People can learn helplessness too, but experiments on humans are a bit different. Nagoski’s example is about a study where people were put in a room with a bunch of knobs and buttons, and were told it was a test to see how fast they could find a way to turn off an annoying sound.
The catch is that the knobs and buttons didn’t do anything, and the experiment was really about seeing how long it would take until they gave up.
At the end of the experiment, dejected and feeling like failures, the participants learned that actually, there was no way for them to figure it out — they hadn’t really failed, because the game had been rigged from the start. This knowledge freed them from self-loathing; they weren’t broken, the game was.
Nagoski says that she feels like this knowledge, that the game of society is rigged against her, has freed her from an endless cycle of trying to meet impossible expectations until she burns out:
“I feel like I’ve broken free from the cycle, because my fuck field is fallow. And my fuck field is fallow because I’ve taught my nervous system that the game is rigged, and not to bother playing.”
She is quick to point out that this isn’t self-help advice, though:
“Is it easy to remember not to give a fuck, and that the game is rigged? It’s gonna take help…the cure for burnout is not self-care, because it’s next to impossible to do this on your own. Surround yourself with people who will help remind you, that no, no, no, you don’t have to play the game. Their goals are not valid goals. They just made them up! And that you are worthy of love, and care, and wellness, just as you are. You don’t have to work to deserve it, you don’t have to conform to deserve it. You, just as you are, are worthy, and your role in the rigged game has nothing to do with your value.”
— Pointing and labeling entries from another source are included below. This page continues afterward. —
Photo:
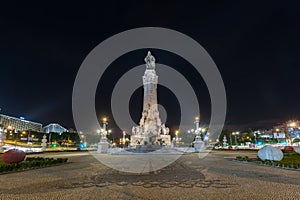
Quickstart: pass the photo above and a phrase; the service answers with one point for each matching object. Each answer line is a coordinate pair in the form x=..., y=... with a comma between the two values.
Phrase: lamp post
x=124, y=134
x=234, y=134
x=176, y=136
x=277, y=134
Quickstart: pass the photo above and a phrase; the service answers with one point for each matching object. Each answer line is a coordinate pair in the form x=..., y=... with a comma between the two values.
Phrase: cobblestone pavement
x=214, y=177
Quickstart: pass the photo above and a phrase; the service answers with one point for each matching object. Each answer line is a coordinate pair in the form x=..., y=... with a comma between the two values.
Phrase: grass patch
x=290, y=160
x=30, y=163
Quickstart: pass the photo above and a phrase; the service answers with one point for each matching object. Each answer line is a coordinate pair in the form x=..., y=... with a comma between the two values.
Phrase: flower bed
x=31, y=163
x=290, y=160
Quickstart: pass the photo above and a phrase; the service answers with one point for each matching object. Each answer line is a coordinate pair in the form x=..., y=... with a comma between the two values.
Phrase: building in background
x=19, y=124
x=54, y=128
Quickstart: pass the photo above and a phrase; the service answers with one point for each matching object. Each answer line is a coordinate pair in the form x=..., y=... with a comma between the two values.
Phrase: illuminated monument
x=151, y=131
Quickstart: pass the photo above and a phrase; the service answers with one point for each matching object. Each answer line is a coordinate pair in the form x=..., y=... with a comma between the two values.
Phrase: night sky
x=255, y=45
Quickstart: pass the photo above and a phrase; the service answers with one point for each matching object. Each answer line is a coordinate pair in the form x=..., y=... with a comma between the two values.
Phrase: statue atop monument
x=150, y=61
x=150, y=130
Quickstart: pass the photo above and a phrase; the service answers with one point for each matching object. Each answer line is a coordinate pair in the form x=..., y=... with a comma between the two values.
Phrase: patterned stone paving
x=214, y=177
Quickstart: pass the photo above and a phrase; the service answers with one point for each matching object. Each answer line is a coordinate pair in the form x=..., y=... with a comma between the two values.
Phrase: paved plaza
x=214, y=177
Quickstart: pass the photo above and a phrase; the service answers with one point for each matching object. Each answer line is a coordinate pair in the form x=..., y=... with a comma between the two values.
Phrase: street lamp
x=124, y=134
x=176, y=135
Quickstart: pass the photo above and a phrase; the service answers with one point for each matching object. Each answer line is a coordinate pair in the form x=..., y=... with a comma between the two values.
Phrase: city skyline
x=255, y=52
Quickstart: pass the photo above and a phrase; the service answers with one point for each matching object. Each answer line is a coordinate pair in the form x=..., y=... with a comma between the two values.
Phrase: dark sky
x=255, y=45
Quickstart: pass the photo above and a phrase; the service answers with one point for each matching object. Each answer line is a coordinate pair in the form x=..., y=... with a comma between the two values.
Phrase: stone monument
x=151, y=131
x=103, y=144
x=44, y=142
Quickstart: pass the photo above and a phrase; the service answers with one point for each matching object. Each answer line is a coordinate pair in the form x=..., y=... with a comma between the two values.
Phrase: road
x=214, y=177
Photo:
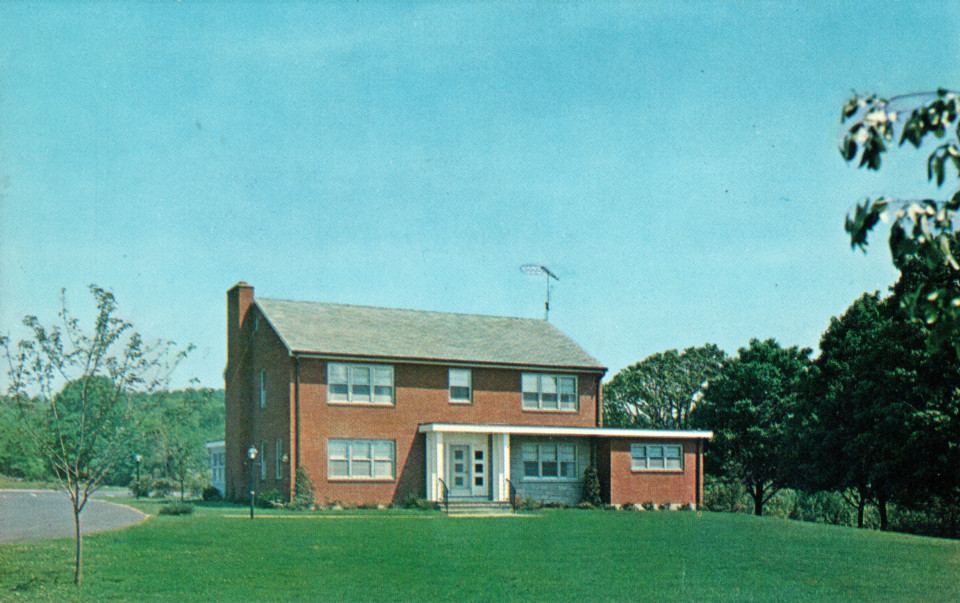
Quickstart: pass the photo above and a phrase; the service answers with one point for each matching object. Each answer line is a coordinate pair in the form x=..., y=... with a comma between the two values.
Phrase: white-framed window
x=647, y=457
x=263, y=459
x=461, y=388
x=262, y=388
x=549, y=392
x=549, y=461
x=361, y=459
x=278, y=460
x=359, y=383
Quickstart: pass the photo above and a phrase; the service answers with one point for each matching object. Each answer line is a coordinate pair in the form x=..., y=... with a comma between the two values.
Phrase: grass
x=560, y=555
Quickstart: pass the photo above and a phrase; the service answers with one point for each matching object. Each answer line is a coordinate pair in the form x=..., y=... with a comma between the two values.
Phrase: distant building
x=215, y=450
x=379, y=404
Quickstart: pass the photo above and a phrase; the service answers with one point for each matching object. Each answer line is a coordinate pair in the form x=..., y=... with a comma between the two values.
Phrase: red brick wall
x=246, y=422
x=660, y=487
x=421, y=396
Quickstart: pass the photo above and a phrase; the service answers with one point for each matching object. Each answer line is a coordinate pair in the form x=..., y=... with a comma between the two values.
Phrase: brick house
x=379, y=404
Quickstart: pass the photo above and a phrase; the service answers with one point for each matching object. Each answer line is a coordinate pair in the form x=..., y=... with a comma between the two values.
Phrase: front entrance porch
x=468, y=466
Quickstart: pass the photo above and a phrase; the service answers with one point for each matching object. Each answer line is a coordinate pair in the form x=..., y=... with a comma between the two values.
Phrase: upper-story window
x=461, y=388
x=360, y=383
x=549, y=392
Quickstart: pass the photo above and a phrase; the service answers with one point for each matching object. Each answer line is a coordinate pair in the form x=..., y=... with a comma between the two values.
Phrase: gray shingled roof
x=339, y=329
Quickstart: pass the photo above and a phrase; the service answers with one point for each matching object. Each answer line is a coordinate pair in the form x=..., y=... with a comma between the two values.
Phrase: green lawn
x=555, y=555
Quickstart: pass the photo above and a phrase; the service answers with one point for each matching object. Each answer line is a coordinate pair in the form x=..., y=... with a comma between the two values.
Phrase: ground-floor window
x=361, y=459
x=549, y=461
x=645, y=457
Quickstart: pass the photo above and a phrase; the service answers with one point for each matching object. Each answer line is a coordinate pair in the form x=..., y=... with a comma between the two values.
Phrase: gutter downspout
x=699, y=476
x=296, y=417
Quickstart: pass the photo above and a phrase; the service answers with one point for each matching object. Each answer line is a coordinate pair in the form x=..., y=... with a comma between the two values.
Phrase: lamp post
x=138, y=458
x=252, y=453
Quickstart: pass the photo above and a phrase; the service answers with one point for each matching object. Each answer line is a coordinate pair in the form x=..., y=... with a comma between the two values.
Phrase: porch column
x=435, y=465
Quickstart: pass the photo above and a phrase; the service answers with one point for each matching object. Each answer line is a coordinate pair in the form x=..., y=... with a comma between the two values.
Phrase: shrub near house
x=378, y=404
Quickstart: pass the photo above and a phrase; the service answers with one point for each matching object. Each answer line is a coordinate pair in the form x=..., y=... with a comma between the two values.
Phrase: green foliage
x=303, y=490
x=176, y=508
x=921, y=230
x=748, y=406
x=591, y=486
x=723, y=495
x=143, y=487
x=268, y=499
x=162, y=487
x=661, y=391
x=84, y=429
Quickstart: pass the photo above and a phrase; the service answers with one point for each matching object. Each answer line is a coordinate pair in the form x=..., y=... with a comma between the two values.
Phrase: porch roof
x=602, y=432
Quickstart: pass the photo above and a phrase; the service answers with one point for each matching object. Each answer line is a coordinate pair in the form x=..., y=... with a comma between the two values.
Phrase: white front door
x=460, y=470
x=467, y=470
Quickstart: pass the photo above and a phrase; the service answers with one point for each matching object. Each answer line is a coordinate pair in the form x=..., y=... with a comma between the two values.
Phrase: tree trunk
x=757, y=495
x=76, y=524
x=882, y=508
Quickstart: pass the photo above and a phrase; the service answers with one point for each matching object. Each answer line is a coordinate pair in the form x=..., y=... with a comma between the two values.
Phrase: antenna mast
x=536, y=269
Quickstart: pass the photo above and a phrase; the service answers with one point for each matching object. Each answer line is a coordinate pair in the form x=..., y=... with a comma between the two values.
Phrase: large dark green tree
x=860, y=403
x=921, y=229
x=749, y=407
x=79, y=397
x=661, y=391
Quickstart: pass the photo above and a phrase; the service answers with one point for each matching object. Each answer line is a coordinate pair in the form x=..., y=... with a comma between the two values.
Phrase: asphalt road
x=27, y=515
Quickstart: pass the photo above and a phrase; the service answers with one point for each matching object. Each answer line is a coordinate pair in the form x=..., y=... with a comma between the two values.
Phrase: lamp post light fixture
x=252, y=453
x=138, y=458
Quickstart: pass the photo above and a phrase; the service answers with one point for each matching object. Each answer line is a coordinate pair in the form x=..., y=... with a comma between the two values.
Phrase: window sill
x=551, y=410
x=369, y=480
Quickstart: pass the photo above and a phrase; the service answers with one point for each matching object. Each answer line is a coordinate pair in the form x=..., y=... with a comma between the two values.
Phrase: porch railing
x=445, y=493
x=513, y=494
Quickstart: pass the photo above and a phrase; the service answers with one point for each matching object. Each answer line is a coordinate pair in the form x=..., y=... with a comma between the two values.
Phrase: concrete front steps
x=477, y=508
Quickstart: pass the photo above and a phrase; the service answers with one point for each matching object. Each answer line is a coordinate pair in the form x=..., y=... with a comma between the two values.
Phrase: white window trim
x=373, y=460
x=372, y=368
x=539, y=407
x=469, y=399
x=635, y=459
x=550, y=478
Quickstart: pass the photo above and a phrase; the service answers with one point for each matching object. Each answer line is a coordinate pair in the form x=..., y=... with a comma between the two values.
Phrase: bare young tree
x=107, y=383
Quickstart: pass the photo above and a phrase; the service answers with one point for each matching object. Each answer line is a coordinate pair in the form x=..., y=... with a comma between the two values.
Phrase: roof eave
x=449, y=361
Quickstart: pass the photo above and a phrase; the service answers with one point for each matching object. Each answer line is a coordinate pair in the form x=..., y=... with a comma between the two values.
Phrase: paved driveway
x=27, y=515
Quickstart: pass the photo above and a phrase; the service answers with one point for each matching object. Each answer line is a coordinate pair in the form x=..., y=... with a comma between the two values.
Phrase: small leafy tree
x=749, y=408
x=107, y=376
x=662, y=390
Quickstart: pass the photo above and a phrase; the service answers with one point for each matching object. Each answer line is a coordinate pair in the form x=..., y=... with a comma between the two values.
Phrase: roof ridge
x=368, y=307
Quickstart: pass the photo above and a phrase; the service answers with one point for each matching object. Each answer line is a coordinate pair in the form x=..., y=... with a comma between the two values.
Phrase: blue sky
x=674, y=164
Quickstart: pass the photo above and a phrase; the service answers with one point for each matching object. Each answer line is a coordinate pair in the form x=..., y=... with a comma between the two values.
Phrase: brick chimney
x=239, y=425
x=239, y=299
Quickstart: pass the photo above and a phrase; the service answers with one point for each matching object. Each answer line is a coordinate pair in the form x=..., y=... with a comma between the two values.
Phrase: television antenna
x=537, y=269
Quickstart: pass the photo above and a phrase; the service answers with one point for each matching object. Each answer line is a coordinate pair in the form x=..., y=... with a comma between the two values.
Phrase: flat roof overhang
x=602, y=432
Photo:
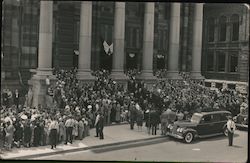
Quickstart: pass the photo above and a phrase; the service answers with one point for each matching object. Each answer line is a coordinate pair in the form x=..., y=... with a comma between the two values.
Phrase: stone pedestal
x=44, y=69
x=39, y=88
x=197, y=42
x=148, y=45
x=174, y=42
x=84, y=64
x=117, y=73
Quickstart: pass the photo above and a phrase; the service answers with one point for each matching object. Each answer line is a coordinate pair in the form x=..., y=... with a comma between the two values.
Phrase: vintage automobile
x=241, y=121
x=201, y=125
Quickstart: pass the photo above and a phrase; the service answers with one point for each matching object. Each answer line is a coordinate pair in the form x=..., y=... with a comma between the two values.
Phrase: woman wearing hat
x=231, y=128
x=9, y=134
x=53, y=128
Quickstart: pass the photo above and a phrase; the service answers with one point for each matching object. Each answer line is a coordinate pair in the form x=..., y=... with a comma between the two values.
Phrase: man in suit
x=16, y=99
x=132, y=115
x=101, y=125
x=97, y=120
x=231, y=128
x=69, y=128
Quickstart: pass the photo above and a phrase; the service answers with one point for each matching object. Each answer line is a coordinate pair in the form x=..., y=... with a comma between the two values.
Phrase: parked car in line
x=241, y=121
x=201, y=125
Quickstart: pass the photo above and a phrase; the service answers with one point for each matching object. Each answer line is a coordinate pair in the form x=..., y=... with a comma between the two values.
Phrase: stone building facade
x=209, y=40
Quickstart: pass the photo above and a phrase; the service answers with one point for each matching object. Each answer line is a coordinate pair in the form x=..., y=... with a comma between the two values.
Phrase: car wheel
x=225, y=131
x=188, y=137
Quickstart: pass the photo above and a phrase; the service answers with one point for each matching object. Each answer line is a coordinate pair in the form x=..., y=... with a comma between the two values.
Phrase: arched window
x=211, y=25
x=235, y=27
x=222, y=28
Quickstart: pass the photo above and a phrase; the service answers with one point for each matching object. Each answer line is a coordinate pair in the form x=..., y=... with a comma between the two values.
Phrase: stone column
x=117, y=72
x=44, y=69
x=148, y=44
x=197, y=42
x=174, y=42
x=84, y=62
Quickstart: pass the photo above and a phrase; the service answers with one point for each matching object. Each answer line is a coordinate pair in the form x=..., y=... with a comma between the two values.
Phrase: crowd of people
x=79, y=106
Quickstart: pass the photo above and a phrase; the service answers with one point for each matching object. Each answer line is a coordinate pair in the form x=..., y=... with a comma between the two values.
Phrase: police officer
x=231, y=128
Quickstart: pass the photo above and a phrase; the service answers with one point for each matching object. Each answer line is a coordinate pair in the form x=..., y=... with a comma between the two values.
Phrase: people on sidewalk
x=132, y=115
x=101, y=126
x=97, y=120
x=69, y=124
x=230, y=128
x=53, y=129
x=9, y=135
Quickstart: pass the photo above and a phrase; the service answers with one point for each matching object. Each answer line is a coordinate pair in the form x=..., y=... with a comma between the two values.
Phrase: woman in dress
x=139, y=119
x=81, y=128
x=9, y=134
x=118, y=113
x=27, y=134
x=53, y=129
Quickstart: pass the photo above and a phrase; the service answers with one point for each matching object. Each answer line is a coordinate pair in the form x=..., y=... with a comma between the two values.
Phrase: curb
x=84, y=148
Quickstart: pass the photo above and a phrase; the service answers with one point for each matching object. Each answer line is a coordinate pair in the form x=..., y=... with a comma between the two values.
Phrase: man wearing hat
x=97, y=123
x=231, y=128
x=69, y=124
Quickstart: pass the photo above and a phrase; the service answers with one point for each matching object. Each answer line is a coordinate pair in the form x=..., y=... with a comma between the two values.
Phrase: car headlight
x=170, y=126
x=180, y=129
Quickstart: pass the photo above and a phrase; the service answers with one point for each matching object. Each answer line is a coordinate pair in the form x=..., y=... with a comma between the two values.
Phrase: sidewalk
x=113, y=135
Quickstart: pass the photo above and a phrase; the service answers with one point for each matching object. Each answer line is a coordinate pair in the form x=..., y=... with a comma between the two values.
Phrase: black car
x=241, y=121
x=201, y=125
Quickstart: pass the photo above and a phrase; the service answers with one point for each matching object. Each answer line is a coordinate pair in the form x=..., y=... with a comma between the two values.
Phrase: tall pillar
x=197, y=42
x=84, y=61
x=148, y=44
x=174, y=42
x=117, y=72
x=44, y=69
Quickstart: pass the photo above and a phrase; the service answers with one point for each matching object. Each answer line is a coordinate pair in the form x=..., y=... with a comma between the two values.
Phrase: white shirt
x=97, y=119
x=47, y=81
x=231, y=125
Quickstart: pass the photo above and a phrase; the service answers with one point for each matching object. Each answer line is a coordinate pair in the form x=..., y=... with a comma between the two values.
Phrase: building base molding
x=148, y=78
x=85, y=75
x=173, y=75
x=39, y=88
x=196, y=75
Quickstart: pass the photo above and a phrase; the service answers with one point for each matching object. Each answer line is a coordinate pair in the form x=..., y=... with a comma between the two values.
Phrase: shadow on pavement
x=130, y=145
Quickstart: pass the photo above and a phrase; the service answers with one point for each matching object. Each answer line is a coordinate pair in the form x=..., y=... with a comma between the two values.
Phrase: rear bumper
x=174, y=135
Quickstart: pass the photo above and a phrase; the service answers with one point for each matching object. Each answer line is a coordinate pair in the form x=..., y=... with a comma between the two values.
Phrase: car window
x=206, y=119
x=224, y=116
x=216, y=117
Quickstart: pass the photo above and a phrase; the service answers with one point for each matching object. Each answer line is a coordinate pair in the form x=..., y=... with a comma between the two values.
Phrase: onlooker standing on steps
x=231, y=128
x=101, y=126
x=132, y=115
x=97, y=124
x=69, y=124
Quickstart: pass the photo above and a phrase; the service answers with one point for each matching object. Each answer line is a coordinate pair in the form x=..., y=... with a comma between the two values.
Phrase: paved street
x=116, y=134
x=214, y=149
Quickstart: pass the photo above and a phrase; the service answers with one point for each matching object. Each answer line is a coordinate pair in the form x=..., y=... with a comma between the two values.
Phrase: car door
x=205, y=126
x=217, y=123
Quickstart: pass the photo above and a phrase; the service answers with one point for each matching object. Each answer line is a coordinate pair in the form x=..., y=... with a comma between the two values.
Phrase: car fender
x=190, y=130
x=225, y=126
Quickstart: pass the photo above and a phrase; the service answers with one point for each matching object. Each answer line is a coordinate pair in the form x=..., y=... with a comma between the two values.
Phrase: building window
x=235, y=27
x=222, y=28
x=233, y=63
x=221, y=58
x=210, y=61
x=211, y=29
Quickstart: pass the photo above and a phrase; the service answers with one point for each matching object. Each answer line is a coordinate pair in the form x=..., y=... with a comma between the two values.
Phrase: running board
x=211, y=135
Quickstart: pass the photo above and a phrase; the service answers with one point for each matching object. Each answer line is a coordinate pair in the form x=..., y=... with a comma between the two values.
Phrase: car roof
x=213, y=112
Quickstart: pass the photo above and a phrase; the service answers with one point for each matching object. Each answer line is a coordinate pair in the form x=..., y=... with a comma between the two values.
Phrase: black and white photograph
x=129, y=81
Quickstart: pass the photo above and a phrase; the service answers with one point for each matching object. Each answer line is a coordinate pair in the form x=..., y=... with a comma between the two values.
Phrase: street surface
x=213, y=149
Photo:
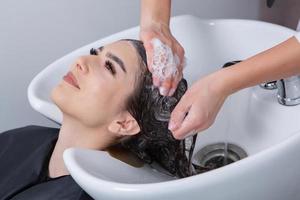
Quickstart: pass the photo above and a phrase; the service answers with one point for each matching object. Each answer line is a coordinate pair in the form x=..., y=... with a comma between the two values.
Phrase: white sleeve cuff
x=298, y=36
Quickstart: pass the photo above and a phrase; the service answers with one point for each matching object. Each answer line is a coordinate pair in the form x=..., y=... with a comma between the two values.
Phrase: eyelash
x=108, y=65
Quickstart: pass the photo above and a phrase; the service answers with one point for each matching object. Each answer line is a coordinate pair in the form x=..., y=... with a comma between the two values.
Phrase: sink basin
x=252, y=119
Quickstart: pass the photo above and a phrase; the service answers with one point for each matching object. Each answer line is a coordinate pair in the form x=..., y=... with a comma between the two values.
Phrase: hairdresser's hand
x=199, y=106
x=161, y=31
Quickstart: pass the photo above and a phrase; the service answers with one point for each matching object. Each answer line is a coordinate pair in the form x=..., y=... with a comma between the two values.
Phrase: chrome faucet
x=289, y=91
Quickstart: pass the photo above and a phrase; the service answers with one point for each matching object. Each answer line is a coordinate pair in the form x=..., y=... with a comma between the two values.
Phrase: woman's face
x=97, y=86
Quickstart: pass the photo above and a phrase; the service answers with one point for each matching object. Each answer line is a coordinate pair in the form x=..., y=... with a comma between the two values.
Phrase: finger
x=175, y=82
x=156, y=80
x=165, y=86
x=179, y=113
x=187, y=128
x=149, y=52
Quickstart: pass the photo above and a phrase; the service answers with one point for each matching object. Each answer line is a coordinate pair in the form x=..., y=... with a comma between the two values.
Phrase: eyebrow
x=117, y=60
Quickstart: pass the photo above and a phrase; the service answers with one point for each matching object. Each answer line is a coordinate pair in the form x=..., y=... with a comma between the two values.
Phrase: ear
x=124, y=125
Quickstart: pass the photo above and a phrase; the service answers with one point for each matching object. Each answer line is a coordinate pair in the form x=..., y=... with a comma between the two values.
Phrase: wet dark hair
x=155, y=143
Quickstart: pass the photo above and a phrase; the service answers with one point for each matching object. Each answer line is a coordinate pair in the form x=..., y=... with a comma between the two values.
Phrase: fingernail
x=171, y=92
x=193, y=132
x=163, y=91
x=172, y=126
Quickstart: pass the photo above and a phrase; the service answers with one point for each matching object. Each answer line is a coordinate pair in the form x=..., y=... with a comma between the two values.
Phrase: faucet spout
x=289, y=91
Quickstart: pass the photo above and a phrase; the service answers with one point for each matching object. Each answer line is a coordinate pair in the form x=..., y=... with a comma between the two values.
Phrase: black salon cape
x=24, y=158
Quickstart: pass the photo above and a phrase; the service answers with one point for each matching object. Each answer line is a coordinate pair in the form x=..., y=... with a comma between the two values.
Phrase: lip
x=70, y=78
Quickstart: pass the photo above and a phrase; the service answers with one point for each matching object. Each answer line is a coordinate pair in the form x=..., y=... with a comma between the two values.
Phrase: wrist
x=225, y=82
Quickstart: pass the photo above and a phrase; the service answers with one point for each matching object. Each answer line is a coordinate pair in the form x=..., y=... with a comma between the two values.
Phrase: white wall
x=34, y=33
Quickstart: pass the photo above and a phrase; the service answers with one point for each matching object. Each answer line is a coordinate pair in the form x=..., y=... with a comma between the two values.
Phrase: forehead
x=126, y=52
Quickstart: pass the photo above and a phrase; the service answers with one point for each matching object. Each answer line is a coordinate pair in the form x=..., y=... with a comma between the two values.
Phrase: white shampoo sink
x=252, y=119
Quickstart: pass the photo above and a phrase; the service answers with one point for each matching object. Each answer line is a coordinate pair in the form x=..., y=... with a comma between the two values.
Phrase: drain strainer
x=213, y=156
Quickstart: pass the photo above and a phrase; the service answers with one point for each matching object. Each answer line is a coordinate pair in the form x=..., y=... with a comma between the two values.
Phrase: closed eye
x=110, y=66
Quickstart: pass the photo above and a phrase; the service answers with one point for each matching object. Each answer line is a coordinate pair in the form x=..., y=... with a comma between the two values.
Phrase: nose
x=82, y=65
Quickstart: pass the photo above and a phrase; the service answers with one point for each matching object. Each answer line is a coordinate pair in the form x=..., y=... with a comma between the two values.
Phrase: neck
x=74, y=134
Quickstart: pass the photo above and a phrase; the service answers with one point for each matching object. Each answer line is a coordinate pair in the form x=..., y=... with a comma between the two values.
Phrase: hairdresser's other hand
x=199, y=106
x=162, y=32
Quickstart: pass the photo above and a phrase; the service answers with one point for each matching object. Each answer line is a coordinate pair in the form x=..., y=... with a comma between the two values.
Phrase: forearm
x=276, y=63
x=157, y=11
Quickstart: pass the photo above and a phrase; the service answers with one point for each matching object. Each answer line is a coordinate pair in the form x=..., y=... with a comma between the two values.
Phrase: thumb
x=149, y=52
x=179, y=113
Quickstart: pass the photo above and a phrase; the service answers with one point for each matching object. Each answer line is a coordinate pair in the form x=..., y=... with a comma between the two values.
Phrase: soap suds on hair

holy crap I needed to read this. American obsession with individuality and grindset makes me feel like if I *don't* care for myself on my own, I'm being a burden and it makes me feel like I'm going crazy. how could I do everything myself? it literally is impossible and I hate that it's framed as weak to be codependent. codependency is what helped us survive. we need each other.
A very necessary read today 💙 can't wait to check out the channel and book!